An individual technician can now conduct inspections and maintenance on their own – a job that previously required a team with appropriate heavy lifting equipment to open and handle the end-suction cover. Depending on the size of the pump, it would also have required certain certified rigging equipment and a mobile crane or forklift.
“With the hinged door, you need none of these items,” explains Du Toit. “The technician simply loosens the bolts on the cover, and swings it open on the hinge – gaining access to the impeller within as little as three minutes.”
This makes the feature very useful in applications varying from mining to agriculture. In mining, he highlights the strict safety compliance requirements that make it essential to use the proper lifting equipment for heavy pump end-suction covers. Where pumps are used in the agricultural context, it is often difficult to get the required lifting equipment into the remote locations where pumps may be operating.
“The quick and easy access to the wear plates, the impeller and the mechanical seal is particularly important in applications where the pump is expected to run continuously – where it must not be stopped for any length of time,” he says. “The patented hinged door drastically reduces the inspection time, so that it can be returned to work much more quickly.”

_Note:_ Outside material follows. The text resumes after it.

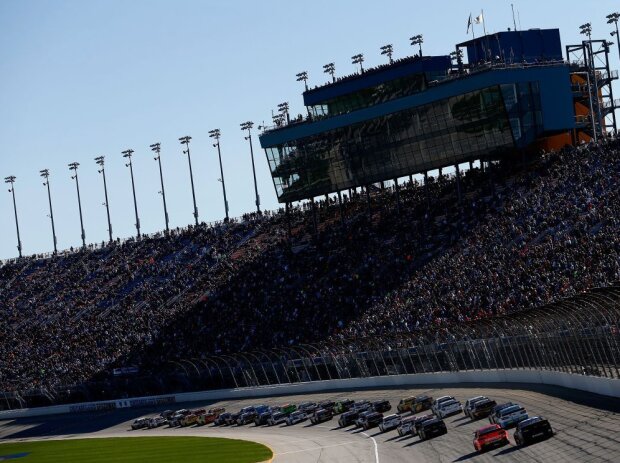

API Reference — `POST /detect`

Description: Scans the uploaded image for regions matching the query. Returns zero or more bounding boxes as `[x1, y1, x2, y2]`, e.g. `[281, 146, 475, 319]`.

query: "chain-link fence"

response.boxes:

South Africa’s market response to date has been enthusiastic, he says. Perhaps the greatest contribution of the hinged door innovation is that it allows users to check and service pumps regularly – when in the past it was such an arduous task that it was often just avoided.
“Of course, this regular maintenance has a positive long-term impact on the pump’s performance, reliability and lifespan,” he says. “By facilitating frequent inspection, the hinged door can actually benefit the user by lowering their total cost of ownership by ensuring that they don’t have to replace pumps prematurely.”